In addition, we performed a blind reader study on 10 groups of images. Each group contains the same image slice but processed by different methods. NDCT and LDCT images are also included for reference, which are the only two labeled images in each group. Two radiologists were asked to independently score each image in terms of noise suppression and artifact reduction on a five-point scale (1 = unacceptable and 5 = excellent), except for the NDCT and LDCT images, which are the references. In addition, they were asked to give an overall image quality score for all the images. The mean and standard deviation values of the scores from the two radiologists were then obtained as the final evaluation results, which are shown in Table. IV. It can be seen that CNN-MSE and DictRecon give the best noise suppression scores while the proposed WGAN-VGG outperforms the other methods for artifact reduction and overall quality improvement. Also, *-VGG networks provide higher scores than *-MSE networks in terms of artifact reduction and overall quality but lower scores for noise suppression. This indicates that MSE loss based networks are good at noise suppression at a loss of image details, resulting in an image quality degradation for diagnosis. Meanwhile, the networks using WGAN give better overall image quality than the networks using CNN, which supports the use of WGAN for CT image denoising.
TABLE IV.
NDCT | LDCT | CNN-MSE | CNN-VGG | WGAN-MSE | WGAN-VGG | WGAN | GAN | DictRecon | |
---|---|---|---|---|---|---|---|---|---|
Noise Suppression | - | - | 4.35 ± 0.24 | 3.10 ± 0.23 | 3.55 ± 0.25 | 3.20 ± 0.25 | 2.90 ± 0.26 | 3.00 ± 0.21 | 4.65 ± 0.20 |
Artifact Reduction | - | - | 1.70 ± 0.28 | 2.85 ± 0.32 | 3.05 ± 0.27 | 3.45 ± 0.25 | 2.90 ± 0.28 | 3.05 ± 0.27 | 2.05 ± 0.27 |
Overall Quality | 3.95 ± 0.20 | 1.35 ± 0.16 | 2.15 ± 0.25 | 3.05 ± 0.20 | 3.30 ± 0.21 | 3.70 ± 0.15 | 3.05 ± 0.22 | 3.10 ± 0.21 | 2.05 ± 0.36 |
F. VGG Feature Extractor
Since VGG network is trained on natural images, it may cause concerns on how well it performs on CT image feature extraction. Thus, we displayed two feature maps of normal dose and quarter dose images and their absolute difference in Fig. 9. The feature map contains 512 small images of size 32 × 32. We organize these small images into a 32 × 16 array. Each small image emphasizes a feature of the original CT image, i.e. boundaries, edges, or whole structures. Thus, we believe VGG network can also serve a good feature extractor for CT images.

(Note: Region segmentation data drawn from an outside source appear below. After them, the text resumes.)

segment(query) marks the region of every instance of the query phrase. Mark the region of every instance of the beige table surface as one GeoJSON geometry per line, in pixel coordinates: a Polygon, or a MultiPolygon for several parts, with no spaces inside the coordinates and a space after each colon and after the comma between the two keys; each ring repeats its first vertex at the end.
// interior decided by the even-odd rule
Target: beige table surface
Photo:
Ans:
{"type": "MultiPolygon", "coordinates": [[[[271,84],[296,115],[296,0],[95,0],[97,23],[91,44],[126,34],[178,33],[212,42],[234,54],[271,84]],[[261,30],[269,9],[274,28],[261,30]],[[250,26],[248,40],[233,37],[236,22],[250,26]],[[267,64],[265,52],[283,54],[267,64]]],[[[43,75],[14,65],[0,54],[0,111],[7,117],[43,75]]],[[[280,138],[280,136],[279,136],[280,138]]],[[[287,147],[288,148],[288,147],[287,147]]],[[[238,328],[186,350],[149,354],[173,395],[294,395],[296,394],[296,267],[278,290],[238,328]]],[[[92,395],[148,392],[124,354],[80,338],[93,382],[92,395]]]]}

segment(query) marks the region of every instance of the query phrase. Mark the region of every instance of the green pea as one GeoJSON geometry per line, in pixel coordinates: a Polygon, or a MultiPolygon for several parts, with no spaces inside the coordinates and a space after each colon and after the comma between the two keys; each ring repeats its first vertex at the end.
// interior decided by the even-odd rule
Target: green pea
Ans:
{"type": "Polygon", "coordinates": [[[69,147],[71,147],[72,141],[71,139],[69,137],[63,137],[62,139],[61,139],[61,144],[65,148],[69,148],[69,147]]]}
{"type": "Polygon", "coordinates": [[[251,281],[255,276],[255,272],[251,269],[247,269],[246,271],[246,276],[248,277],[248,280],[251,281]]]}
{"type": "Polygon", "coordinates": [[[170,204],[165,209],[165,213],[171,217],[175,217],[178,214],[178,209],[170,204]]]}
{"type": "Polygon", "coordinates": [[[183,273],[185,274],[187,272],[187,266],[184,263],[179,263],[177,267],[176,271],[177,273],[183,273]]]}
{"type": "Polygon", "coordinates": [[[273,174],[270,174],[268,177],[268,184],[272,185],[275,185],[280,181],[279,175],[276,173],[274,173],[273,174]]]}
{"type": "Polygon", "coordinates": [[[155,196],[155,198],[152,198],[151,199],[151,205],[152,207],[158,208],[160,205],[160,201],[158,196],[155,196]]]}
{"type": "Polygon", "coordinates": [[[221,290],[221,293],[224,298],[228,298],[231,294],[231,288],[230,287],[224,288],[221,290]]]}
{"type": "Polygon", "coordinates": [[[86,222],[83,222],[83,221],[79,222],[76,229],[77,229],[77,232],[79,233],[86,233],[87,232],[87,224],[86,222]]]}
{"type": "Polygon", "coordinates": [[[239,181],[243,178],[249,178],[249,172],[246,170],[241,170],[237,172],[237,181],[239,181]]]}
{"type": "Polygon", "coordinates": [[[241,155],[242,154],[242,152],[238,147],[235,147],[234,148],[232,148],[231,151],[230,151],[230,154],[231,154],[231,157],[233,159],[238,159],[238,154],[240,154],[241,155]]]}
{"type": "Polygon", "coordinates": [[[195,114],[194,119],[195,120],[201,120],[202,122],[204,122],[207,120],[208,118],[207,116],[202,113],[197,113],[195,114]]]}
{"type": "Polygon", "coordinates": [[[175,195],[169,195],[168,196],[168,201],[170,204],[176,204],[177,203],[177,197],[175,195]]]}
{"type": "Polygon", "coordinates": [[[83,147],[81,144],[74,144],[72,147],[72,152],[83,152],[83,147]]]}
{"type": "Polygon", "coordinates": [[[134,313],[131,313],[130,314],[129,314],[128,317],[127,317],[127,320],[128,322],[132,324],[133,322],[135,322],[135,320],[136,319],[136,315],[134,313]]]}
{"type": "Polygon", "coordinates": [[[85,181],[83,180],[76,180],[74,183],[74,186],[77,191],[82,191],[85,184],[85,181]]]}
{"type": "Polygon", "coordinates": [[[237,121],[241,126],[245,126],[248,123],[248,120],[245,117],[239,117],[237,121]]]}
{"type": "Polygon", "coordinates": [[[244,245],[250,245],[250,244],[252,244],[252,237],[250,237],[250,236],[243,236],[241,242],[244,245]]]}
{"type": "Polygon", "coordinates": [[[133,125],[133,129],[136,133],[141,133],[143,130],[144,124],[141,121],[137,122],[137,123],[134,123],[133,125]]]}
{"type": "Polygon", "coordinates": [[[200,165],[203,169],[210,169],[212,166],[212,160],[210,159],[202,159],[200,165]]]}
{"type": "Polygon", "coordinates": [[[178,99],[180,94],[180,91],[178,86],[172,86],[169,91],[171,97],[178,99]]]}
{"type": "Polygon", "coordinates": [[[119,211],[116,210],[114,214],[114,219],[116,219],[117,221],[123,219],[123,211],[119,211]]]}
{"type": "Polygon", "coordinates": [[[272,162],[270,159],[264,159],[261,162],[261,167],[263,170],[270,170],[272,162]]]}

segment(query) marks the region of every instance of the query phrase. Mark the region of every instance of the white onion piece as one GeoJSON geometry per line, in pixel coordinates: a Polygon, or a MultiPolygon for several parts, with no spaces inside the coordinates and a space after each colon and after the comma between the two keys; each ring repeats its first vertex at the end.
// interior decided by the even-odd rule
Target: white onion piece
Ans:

IV. Discussions and Conclusion
The most important motivation for this paper is to approach the gold standard NDCT images as much as possible. As described above, the feasibility and merits of GAN has been investigated for this purpose with the Wasserstein distance and the VGG loss. The difference between using the MSE and VGG losses is rather significant. Despite the fact that networks with MSE would offer higher values for traditional figures of merit, VGG loss based networks seem desirable for better visual image quality with more details and less artifacts.

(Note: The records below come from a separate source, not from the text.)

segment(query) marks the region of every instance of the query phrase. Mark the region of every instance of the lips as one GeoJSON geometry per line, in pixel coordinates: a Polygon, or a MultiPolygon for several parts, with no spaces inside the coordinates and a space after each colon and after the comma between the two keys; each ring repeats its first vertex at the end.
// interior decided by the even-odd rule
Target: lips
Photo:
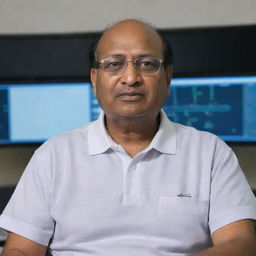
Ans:
{"type": "Polygon", "coordinates": [[[138,101],[143,96],[144,95],[140,92],[121,92],[118,94],[118,97],[120,97],[124,101],[138,101]]]}

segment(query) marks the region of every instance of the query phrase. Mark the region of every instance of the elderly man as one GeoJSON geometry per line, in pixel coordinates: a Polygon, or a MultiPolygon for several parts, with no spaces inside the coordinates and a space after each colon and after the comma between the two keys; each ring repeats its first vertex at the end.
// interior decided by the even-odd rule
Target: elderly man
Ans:
{"type": "Polygon", "coordinates": [[[256,202],[232,150],[161,110],[172,63],[136,20],[106,30],[91,81],[104,110],[34,154],[3,212],[3,256],[255,256],[256,202]]]}

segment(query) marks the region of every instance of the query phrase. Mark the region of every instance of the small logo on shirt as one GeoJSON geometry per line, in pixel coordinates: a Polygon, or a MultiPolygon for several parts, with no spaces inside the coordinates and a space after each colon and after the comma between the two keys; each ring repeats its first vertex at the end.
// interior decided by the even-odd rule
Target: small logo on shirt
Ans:
{"type": "Polygon", "coordinates": [[[192,195],[191,194],[187,194],[187,193],[179,193],[178,195],[177,195],[177,197],[192,197],[192,195]]]}

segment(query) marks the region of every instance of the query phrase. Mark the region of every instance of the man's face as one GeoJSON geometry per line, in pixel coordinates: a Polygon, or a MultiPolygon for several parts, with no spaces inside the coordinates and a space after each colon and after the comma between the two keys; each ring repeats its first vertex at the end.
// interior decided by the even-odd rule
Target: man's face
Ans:
{"type": "MultiPolygon", "coordinates": [[[[151,28],[139,22],[123,22],[101,38],[97,60],[119,56],[134,60],[142,56],[163,59],[162,41],[151,28]]],[[[107,118],[156,116],[169,95],[171,68],[162,65],[159,72],[141,74],[128,62],[121,74],[109,74],[102,68],[91,70],[94,94],[107,118]]]]}

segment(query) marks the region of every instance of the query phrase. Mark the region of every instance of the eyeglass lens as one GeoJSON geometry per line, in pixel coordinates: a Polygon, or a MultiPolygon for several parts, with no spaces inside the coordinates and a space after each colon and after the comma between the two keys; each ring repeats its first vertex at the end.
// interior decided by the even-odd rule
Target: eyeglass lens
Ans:
{"type": "Polygon", "coordinates": [[[120,74],[126,69],[128,62],[133,62],[138,72],[151,74],[159,71],[162,60],[149,57],[139,58],[133,61],[127,61],[123,58],[108,58],[99,63],[102,64],[102,69],[104,71],[111,74],[120,74]]]}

The experimental results have demonstrated that using WGAN helps improve image quality and statistical properties. Comparing the images of CNN-MSE and WGAN-MSE, we can see that the WGAN framework helped to avoid over-smoothing effect typically suffered by MSE based image generators. Although CNN-VGG and WGAN-VGG visually share a similar result, the quantitative analysis shows WGAN-VGG enjoys higher PSNRs and more faithful statistical properties of denoised images relative to those of NDCT images. However, using WGAN/GAN alone reduced noise but at the expense of losing critical features. The resultant images do not show a strong noise reduction. Quantitatively, the associated PSNR and SSIM increased modestly compared to LDCT but they are much lower than what the other networks produced. Theoretically, WGAN/GAN network is based on generative model and may generate images that look naturally yet cause a severe distortion for medical diagnostics. This is why an additive loss function such as MSE and VGG loss should be added to guarantee the image content remains the same.
It should be noted that the experimental data contain only one noise setting. Networks should be re-trained or re-tuned for different data to adapt for different noise properties. Especially, networks with WGAN are trying to minimize the distance between two probability distributions. Thus, their trained parameters have to be adjusted for new datasets. Meanwhile, since the loss function of WGAN-VGG is a mixture of feature domain distance and the GAN adversarial loss, they should be carefully balanced for different dataset to reduce the amount of image content alternation.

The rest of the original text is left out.